Neet, triste realtà sociale che colpisce i più giovani
In Italia ci sono più di 3 milioni di Neet, giovani dai 15 ai 34 anni che non lavorano, né studiano. Questo il triste primato tra i Paesi europei che emerge dal rapporto “Neet tra diseguaglianze e divari. Alla ricerca di nuove politiche pubbliche”, realizzato da ActionAid e Cgil.
I dati in Italia
I dati del rapporto, riferiti al 2020, indicano il fenomeno come prevalentemente femminile (56 per cento, pari a 1,7 milioni di ragazze) con la percentuale più alta nella fascia d’età tra i 25 e i 29 anni. A livello di distribuzione geografica, la percentuale più alta è residente nel Sud Italia (45 per cento), seguono Nord Ovest (23 per cento), Centro Italia (17 per cento) e Nord Est (15 per cento).
A livello regionale indicano la Sicilia con la quota più alta d’Italia (16,8 per cento) con elevate percentuali anche in Lombardia (10,7 per cento) e Piemonte (7,8 per cento); in Sardegna la quota è pari al 5 per cento.
Diseguaglianze di genere
Per le donne, la percentuale di Neet residenti partono da un minimo di 45 per cento fino a un massimo del 71 per cento; per i maschi invece il minimo è pari al 29 per cento per arrivare a un massimo di 54 per cento.
La percentuale di uomini Neet è concentrata nelle regioni del Centro e Sud Italia mentre le donne Neet sono molto presenti anche nelle regioni settentrionali.
In Sardegna la percentuale femminile di Neet è pari al 53,8 per cento mentre quella maschile del 46,2 per cento.
Diseguaglianze di cittadinanza
I Neet con cittadinanza straniera sono il 18 per cento. Tra le cittadinanze Neet spiccano quella rumena (20 per cento), quella albanese e la marocchina (entrambe 12 per cento) e quella indiana (5 per cento).

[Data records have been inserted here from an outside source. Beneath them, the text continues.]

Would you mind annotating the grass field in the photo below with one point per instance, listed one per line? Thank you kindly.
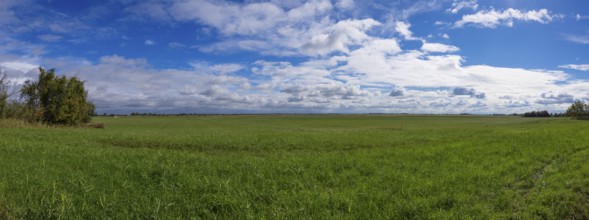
(298, 166)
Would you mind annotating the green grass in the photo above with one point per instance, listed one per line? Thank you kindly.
(298, 166)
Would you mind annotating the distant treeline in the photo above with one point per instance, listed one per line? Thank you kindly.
(543, 114)
(52, 99)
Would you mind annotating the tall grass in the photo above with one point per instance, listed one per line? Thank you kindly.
(328, 166)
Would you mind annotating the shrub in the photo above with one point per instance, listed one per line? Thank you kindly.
(56, 100)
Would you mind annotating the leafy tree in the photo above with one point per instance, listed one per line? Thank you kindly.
(57, 99)
(3, 94)
(578, 110)
(537, 114)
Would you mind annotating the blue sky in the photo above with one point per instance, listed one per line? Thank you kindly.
(321, 56)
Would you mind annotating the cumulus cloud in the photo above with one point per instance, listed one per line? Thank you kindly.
(493, 18)
(397, 92)
(247, 19)
(438, 48)
(50, 38)
(576, 38)
(581, 67)
(555, 98)
(403, 29)
(458, 5)
(339, 36)
(461, 91)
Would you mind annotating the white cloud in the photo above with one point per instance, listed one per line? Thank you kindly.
(581, 67)
(438, 48)
(50, 38)
(493, 18)
(176, 45)
(579, 17)
(345, 4)
(576, 38)
(339, 36)
(458, 5)
(403, 29)
(247, 19)
(19, 66)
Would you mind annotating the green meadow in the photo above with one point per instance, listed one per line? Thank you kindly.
(298, 167)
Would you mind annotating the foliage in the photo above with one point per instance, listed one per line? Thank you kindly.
(4, 94)
(303, 166)
(537, 114)
(578, 110)
(57, 100)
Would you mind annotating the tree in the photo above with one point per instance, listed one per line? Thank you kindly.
(578, 110)
(57, 99)
(3, 93)
(543, 113)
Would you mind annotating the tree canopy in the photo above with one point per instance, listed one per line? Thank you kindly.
(57, 99)
(578, 110)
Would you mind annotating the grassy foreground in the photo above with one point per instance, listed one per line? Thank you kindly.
(305, 166)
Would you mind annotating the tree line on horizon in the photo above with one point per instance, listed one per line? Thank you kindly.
(64, 101)
(52, 99)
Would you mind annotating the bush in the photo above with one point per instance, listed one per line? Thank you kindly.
(578, 110)
(537, 114)
(56, 100)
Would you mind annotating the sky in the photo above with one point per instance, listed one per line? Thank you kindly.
(317, 56)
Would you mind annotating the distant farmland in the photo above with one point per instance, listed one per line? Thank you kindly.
(298, 166)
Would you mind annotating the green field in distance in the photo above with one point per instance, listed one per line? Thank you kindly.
(298, 166)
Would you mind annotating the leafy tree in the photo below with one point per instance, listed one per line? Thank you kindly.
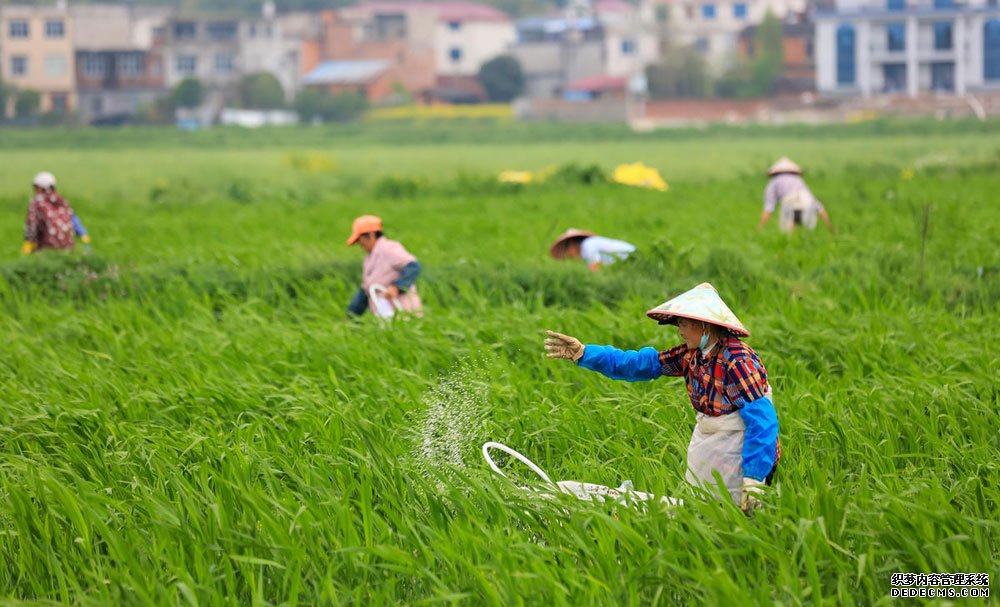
(502, 78)
(261, 91)
(26, 103)
(683, 73)
(6, 92)
(188, 93)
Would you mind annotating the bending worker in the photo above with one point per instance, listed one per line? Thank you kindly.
(51, 222)
(388, 265)
(594, 250)
(798, 205)
(736, 433)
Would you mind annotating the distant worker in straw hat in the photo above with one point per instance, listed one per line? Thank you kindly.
(389, 271)
(594, 250)
(736, 433)
(51, 222)
(798, 205)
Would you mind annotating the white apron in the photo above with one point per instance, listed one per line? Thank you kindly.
(717, 444)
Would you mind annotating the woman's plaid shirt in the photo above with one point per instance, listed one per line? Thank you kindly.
(725, 380)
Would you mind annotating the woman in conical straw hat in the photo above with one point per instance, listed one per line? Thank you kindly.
(736, 433)
(593, 249)
(798, 205)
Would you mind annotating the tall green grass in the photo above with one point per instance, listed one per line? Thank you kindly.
(188, 417)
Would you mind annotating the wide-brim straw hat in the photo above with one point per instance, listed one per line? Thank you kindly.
(784, 165)
(558, 249)
(700, 303)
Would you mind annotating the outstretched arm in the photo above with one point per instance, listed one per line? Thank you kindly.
(629, 365)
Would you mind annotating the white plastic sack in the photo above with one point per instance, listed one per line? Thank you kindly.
(799, 201)
(381, 306)
(625, 494)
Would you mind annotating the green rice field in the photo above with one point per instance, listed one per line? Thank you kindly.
(189, 418)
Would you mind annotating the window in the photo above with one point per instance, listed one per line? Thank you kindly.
(894, 77)
(187, 65)
(54, 29)
(19, 65)
(55, 65)
(991, 50)
(895, 34)
(185, 30)
(131, 64)
(94, 64)
(19, 29)
(222, 30)
(943, 76)
(845, 54)
(942, 36)
(225, 63)
(59, 102)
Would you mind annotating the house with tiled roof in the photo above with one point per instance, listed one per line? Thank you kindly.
(430, 46)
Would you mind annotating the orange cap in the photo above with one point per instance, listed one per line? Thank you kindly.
(558, 248)
(364, 225)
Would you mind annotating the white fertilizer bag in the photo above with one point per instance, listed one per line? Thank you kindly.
(624, 494)
(382, 306)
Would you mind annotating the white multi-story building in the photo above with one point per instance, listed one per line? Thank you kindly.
(463, 35)
(219, 51)
(908, 47)
(713, 26)
(609, 39)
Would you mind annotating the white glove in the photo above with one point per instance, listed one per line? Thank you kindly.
(563, 346)
(753, 490)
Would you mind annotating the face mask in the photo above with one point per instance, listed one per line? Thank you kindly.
(703, 343)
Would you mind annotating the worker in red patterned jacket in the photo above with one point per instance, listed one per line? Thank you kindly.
(51, 222)
(736, 434)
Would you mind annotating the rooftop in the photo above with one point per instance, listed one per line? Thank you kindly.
(345, 72)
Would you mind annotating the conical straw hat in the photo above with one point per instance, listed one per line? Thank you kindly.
(700, 303)
(558, 249)
(784, 165)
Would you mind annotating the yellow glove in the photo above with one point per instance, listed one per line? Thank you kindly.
(563, 346)
(753, 490)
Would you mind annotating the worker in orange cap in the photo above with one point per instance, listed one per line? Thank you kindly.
(389, 270)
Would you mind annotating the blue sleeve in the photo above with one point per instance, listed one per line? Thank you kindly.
(630, 365)
(408, 275)
(78, 226)
(760, 443)
(359, 303)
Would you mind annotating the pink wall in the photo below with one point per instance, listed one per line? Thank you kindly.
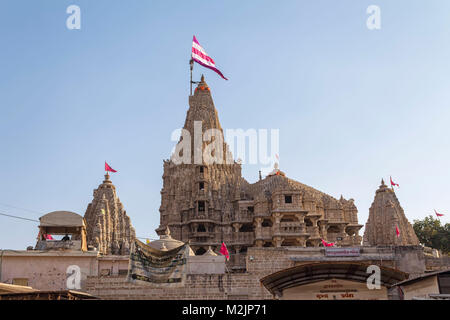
(46, 271)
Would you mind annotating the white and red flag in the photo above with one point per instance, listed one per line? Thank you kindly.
(108, 168)
(224, 251)
(200, 56)
(438, 214)
(393, 184)
(326, 244)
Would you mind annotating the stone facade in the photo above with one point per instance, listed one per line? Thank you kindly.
(207, 204)
(109, 228)
(385, 214)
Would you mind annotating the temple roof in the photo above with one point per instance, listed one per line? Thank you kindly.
(61, 218)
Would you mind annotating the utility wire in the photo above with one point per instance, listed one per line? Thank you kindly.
(22, 218)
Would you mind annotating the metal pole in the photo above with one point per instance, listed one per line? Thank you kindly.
(191, 63)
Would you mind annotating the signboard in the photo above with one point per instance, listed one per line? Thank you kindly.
(342, 252)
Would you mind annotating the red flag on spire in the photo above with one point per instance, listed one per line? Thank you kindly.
(108, 168)
(393, 184)
(438, 214)
(224, 251)
(200, 56)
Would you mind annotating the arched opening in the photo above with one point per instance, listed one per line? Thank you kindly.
(246, 227)
(267, 223)
(289, 243)
(288, 219)
(200, 251)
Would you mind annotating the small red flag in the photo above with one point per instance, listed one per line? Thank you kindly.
(326, 244)
(224, 251)
(438, 214)
(393, 184)
(108, 168)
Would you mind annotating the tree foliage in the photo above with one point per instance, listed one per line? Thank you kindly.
(432, 234)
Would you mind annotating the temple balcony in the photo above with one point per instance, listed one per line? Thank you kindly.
(290, 229)
(313, 231)
(243, 217)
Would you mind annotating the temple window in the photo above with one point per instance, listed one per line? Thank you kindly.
(288, 219)
(200, 251)
(266, 223)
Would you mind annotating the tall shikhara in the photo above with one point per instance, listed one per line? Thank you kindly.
(108, 226)
(385, 216)
(210, 204)
(198, 199)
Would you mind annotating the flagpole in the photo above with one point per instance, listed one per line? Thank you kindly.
(191, 64)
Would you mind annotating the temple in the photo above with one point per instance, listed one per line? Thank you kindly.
(386, 218)
(273, 229)
(109, 228)
(207, 204)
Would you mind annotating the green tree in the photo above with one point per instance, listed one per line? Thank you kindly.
(432, 234)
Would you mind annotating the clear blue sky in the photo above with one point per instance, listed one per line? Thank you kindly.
(352, 105)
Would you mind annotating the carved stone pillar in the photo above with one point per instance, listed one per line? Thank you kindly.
(237, 226)
(277, 241)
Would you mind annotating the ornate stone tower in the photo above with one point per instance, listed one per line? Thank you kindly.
(108, 226)
(198, 198)
(385, 215)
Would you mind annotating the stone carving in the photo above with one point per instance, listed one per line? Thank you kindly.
(210, 204)
(108, 226)
(385, 215)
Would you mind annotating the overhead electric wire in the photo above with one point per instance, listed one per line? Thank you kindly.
(22, 218)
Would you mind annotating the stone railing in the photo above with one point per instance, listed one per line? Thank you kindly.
(58, 245)
(199, 234)
(243, 237)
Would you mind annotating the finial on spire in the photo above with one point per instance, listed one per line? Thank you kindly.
(167, 231)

Anche in questo caso la maggioranza di Neet è di sesso femminile (13 per cento contro il 5 per cento maschile).
Condizione professionale
È possibile dividere, inoltre, i Neet tra “inattivi che non cercano lavoro e non sono disponibili” e “forze di lavoro potenziali”, ovvero dichiarano di aver fatto un’azione di ricerca di lavoro o si sono detti immediatamente disponibili a lavorare.
Anche in questo caso c’è una netta differenza in base al genere: le donne, infatti, si concentrano (27 per cento) tra gli inattivi che non cercano e non sono disponibili; gli uomini tra le forze di lavoro potenziali (16 per cento).
Necessari interventi che rimettano i giovani al centro del dibattito
Per Katia Scannavinni, Vicesegretaria generale ActionAid Italia, «servono politiche integrate, sostenibili nel tempo e che rispondano in modo efficace ai bisogni specifici dei giovani riconoscendo tra le cause della condizione di Neet le disuguaglianze che attraversano l’intero Paese».
Dello stesso avviso anche il segretario confederale della Cgil, Christian Ferrari: «[…] I giovani non sono il problema del nostro Paese, ma una straordinaria risorsa fin qui inespressa. Le condizioni di contesto, infatti, li hanno relegati troppo spesso in una situazione di esclusione sociale».